Many of the settlers who spoke to the Observer said they were vindicated by the Oct. 7 Hamas attacks in southern Israel that killed 1,200 Israelis, mostly civilians, in their homes or at a festival.
Yochai Damari, head of the Har Hevron regional council, which governs settlements in part of the southern West Bank, claimed the Oct. 7 attacks had “given Arabs courage and inspiration.”
“Above all, there is a very strong feeling that this is the moment to destroy Hamas and destroy the same agenda among Arabs here,” he told the Observer.
After an Israeli soldier was killed at a checkpoint on Route 60 in the West Bank, Itamar Ben-Gvir, Israel’s national security minister, said last week that Israel must deal with Hamas in the West Bank “just like we do with Gaza.”
The Jewish settlement of Efrat in the West Bank. The settler population in the region consists of around half a million people. Photo: Mahmoud Illea/APAccording to health authorities in the Gaza Strip, at least 12,000 people have been killed in the Israeli bombardment and ground invasion – more than 5,000 of them children. At least a million were displaced.
Many of the tougher settlers say they want peace but are “on the front lines of the war.”

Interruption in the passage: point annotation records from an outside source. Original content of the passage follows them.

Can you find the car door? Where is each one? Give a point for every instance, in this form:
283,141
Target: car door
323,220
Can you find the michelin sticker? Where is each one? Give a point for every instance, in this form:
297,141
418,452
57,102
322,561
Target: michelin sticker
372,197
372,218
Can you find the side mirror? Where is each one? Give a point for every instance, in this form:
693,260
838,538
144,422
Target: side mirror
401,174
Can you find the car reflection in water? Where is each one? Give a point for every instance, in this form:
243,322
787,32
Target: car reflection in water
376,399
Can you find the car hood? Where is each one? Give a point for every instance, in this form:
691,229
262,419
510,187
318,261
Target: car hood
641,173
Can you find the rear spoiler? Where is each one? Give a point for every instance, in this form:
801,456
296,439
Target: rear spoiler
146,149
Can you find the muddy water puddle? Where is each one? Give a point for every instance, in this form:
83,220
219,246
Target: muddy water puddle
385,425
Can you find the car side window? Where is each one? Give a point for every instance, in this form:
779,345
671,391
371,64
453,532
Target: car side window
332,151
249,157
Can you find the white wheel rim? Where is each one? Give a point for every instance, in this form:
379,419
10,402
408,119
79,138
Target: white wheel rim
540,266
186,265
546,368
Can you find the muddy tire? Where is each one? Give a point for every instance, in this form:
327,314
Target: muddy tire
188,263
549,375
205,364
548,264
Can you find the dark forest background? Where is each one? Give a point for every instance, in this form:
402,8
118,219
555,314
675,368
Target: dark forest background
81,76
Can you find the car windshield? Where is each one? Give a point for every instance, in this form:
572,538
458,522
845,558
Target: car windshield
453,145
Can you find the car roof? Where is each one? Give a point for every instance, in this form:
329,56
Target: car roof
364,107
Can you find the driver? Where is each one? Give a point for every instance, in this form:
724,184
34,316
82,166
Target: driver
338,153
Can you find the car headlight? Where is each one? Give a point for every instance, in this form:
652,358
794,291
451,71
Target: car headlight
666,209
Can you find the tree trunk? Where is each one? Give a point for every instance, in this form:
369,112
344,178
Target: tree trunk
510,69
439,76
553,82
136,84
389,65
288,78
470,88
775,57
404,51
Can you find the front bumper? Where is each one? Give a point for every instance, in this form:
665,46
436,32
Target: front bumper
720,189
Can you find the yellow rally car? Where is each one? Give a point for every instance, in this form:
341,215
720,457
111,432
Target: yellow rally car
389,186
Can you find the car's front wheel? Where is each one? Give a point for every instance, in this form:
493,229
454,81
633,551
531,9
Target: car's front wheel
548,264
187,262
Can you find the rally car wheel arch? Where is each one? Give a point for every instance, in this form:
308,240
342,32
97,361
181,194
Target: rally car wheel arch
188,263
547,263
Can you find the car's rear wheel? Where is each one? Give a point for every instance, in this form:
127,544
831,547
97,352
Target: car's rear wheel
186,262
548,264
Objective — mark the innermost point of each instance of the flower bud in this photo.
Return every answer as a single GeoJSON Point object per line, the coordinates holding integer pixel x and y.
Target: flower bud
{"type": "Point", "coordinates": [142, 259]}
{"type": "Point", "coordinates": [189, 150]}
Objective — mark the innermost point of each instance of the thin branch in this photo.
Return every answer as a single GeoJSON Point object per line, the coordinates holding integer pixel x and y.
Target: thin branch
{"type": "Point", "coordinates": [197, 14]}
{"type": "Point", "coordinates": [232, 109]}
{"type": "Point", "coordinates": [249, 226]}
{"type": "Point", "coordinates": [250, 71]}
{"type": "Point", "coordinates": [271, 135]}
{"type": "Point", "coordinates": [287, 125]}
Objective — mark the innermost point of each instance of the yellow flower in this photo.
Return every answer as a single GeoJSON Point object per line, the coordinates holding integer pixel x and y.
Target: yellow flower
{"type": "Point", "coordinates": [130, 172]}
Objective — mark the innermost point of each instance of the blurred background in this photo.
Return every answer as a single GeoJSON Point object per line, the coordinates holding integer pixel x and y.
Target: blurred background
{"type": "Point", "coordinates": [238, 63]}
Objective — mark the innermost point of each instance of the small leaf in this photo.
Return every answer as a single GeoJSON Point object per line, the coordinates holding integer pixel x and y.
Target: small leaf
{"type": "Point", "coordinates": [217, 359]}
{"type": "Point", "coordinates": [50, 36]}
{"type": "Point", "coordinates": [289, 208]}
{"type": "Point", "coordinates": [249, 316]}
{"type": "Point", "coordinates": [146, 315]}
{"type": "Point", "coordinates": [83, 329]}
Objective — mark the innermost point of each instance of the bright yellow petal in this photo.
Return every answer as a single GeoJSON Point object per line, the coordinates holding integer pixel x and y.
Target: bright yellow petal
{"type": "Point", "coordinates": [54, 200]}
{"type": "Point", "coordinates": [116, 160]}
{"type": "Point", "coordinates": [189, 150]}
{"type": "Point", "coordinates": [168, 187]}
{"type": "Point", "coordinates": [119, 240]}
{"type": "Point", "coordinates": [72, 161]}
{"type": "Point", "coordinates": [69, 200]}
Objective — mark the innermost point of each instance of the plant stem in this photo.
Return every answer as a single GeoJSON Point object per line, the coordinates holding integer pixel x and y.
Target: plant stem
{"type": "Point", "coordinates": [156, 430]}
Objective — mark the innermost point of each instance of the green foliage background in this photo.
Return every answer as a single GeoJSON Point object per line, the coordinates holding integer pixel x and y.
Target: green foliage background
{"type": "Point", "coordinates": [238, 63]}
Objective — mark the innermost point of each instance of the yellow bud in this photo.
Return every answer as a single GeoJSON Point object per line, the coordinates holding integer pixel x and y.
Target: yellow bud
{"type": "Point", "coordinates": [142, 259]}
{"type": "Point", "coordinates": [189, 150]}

Sikurel claimed last month’s attacks were a “wake-up call” and showed “that we live on different planets.”
“We in the Western world want to live in faith and security in the normal world, and time and time again they show us that they do not believe that Jews have a right to exist,” she said.

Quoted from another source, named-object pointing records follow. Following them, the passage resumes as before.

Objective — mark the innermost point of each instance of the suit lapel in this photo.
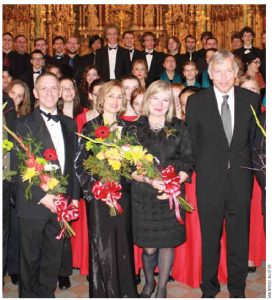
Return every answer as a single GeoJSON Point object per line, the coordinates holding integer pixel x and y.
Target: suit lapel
{"type": "Point", "coordinates": [218, 120]}
{"type": "Point", "coordinates": [68, 138]}
{"type": "Point", "coordinates": [238, 111]}
{"type": "Point", "coordinates": [41, 133]}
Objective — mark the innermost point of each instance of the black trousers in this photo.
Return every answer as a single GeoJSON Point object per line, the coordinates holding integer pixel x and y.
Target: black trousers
{"type": "Point", "coordinates": [13, 243]}
{"type": "Point", "coordinates": [6, 221]}
{"type": "Point", "coordinates": [40, 257]}
{"type": "Point", "coordinates": [212, 213]}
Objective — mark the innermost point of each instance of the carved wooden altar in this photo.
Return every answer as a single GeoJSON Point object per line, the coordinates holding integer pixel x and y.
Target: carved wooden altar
{"type": "Point", "coordinates": [164, 20]}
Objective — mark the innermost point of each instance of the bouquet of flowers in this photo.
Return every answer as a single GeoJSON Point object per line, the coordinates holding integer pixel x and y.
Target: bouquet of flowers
{"type": "Point", "coordinates": [112, 157]}
{"type": "Point", "coordinates": [38, 169]}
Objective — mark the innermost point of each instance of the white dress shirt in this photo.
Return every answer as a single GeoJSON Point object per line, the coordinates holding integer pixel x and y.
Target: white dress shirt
{"type": "Point", "coordinates": [56, 134]}
{"type": "Point", "coordinates": [219, 97]}
{"type": "Point", "coordinates": [112, 60]}
{"type": "Point", "coordinates": [148, 58]}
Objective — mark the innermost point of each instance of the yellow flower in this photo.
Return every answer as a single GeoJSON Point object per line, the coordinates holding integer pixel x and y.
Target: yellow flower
{"type": "Point", "coordinates": [100, 156]}
{"type": "Point", "coordinates": [137, 153]}
{"type": "Point", "coordinates": [115, 164]}
{"type": "Point", "coordinates": [149, 157]}
{"type": "Point", "coordinates": [40, 160]}
{"type": "Point", "coordinates": [52, 183]}
{"type": "Point", "coordinates": [7, 145]}
{"type": "Point", "coordinates": [28, 174]}
{"type": "Point", "coordinates": [89, 145]}
{"type": "Point", "coordinates": [113, 153]}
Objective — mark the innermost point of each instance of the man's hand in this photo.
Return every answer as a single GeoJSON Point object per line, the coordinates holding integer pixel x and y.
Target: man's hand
{"type": "Point", "coordinates": [49, 202]}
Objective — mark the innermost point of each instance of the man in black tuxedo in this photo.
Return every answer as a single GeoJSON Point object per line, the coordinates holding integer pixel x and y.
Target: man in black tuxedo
{"type": "Point", "coordinates": [18, 60]}
{"type": "Point", "coordinates": [112, 61]}
{"type": "Point", "coordinates": [40, 44]}
{"type": "Point", "coordinates": [40, 251]}
{"type": "Point", "coordinates": [74, 61]}
{"type": "Point", "coordinates": [222, 128]}
{"type": "Point", "coordinates": [95, 43]}
{"type": "Point", "coordinates": [61, 59]}
{"type": "Point", "coordinates": [129, 43]}
{"type": "Point", "coordinates": [154, 59]}
{"type": "Point", "coordinates": [247, 35]}
{"type": "Point", "coordinates": [31, 75]}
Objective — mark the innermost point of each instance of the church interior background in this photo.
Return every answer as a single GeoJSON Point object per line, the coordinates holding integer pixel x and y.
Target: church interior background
{"type": "Point", "coordinates": [179, 20]}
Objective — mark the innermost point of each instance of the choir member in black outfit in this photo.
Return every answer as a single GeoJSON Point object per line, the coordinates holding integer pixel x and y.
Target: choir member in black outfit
{"type": "Point", "coordinates": [31, 75]}
{"type": "Point", "coordinates": [40, 251]}
{"type": "Point", "coordinates": [95, 43]}
{"type": "Point", "coordinates": [129, 43]}
{"type": "Point", "coordinates": [153, 58]}
{"type": "Point", "coordinates": [155, 226]}
{"type": "Point", "coordinates": [40, 44]}
{"type": "Point", "coordinates": [112, 61]}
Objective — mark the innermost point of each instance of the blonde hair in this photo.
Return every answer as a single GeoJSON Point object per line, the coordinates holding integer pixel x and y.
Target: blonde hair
{"type": "Point", "coordinates": [24, 107]}
{"type": "Point", "coordinates": [105, 90]}
{"type": "Point", "coordinates": [157, 87]}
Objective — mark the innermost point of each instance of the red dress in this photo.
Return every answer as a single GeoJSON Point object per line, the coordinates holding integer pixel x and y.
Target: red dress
{"type": "Point", "coordinates": [80, 243]}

Such rhetoric has been common across Israel following last month’s attacks, but has long shaped the views of many settlers and has led to accusations of racism.
“I’ve heard so much… about settler violence and it’s so strange. When I leave my settlement I am afraid. They work with us, we give them coffee, but I don’t know if one of them will kill me,” said Orit Marketinger, a 24-year-old from the Otniel settlement whose father was shot dead by a Palestinian in 2016.

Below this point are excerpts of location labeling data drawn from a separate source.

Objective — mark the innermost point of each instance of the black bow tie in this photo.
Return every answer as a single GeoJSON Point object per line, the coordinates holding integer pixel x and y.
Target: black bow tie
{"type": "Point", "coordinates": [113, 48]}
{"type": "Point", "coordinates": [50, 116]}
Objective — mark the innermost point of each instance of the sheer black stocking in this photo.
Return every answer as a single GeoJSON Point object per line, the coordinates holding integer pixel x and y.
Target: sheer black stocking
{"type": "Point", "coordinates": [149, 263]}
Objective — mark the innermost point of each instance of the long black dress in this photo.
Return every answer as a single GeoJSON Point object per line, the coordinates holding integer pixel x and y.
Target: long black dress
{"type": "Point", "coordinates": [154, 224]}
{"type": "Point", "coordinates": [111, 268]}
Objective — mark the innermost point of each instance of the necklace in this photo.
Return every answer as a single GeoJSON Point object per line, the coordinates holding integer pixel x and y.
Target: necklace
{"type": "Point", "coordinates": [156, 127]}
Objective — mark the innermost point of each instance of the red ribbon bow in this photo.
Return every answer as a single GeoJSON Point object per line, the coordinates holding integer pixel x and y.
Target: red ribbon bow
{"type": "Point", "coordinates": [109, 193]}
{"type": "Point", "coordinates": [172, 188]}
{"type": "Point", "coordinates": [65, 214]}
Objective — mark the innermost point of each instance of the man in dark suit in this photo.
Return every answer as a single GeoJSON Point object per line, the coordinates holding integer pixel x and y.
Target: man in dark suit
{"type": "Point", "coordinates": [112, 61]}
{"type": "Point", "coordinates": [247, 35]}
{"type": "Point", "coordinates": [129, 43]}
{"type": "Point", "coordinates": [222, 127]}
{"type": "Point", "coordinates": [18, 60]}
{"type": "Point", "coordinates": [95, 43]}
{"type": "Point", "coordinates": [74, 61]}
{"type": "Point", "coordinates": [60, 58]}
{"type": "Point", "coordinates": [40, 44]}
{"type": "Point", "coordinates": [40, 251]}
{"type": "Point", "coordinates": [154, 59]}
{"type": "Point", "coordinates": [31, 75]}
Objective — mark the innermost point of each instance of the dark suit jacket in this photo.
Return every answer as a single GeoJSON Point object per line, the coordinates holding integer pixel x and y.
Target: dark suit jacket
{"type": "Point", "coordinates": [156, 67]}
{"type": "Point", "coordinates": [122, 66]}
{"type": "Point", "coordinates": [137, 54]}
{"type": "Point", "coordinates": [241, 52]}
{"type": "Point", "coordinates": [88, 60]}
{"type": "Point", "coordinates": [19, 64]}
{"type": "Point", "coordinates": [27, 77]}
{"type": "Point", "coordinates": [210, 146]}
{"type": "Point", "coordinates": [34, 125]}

“We want peace and we believe in the law. They believe in hate and kill us just because we are Jews,” she said.
According to the United Nations, a total of 138 Israelis and 1,012 Palestinians were killed in the West Bank from 2008 to September this year. Since October 7, the Israeli security services have been aware of four cases in which settlers shot Palestinians, the local newspaper Haaretz reported.
About a kilometer south of Zanuta is the line where the West Bank – occupied by Israel after the 1967 war – ends and the internationally recognized territory of the Jewish state begins.
For many settlers this demarcation is different. They refer to the West Bank as Judea and Samaria, two ancient Israelite kingdoms. These terms are also used administratively by the Israeli government.
“These are the biblical lands that were promised to the patriarchs thousands of years ago, and they walked in these lands, and now it is my generation that walks here,” Damari said.
The settlers scoff at the widespread view that their presence represents not only a major obstacle to possible peace progress, however unlikely at this point in the conflict, but also a cause of much of the violence rife in the occupied territories.
This year has already been the deadliest for West Bank residents in at least 15 years. According to the UN, around 200 Palestinians and 26 Israelis were killed. Earlier this month, Benjamin Netanyahu, the Israeli prime minister, blamed “a tiny handful of people” for the violence [among the settlers] who take the law into their own hands.”
Nathalie Sopinsky, originally from Delaware in the USA, has lived in the Susiya settlement for 16 years and runs an initial medical service for settlers.
Sopinsky said she had been very busy with “normal injuries, injuries from terrorism” but had made a “lifestyle choice” to live in the occupied West Bank.
“There is no traffic, plenty of parking,” she said. “I go for a walk with my daughter in the morning. There are goats and shepherds. It’s all fresh and natural.”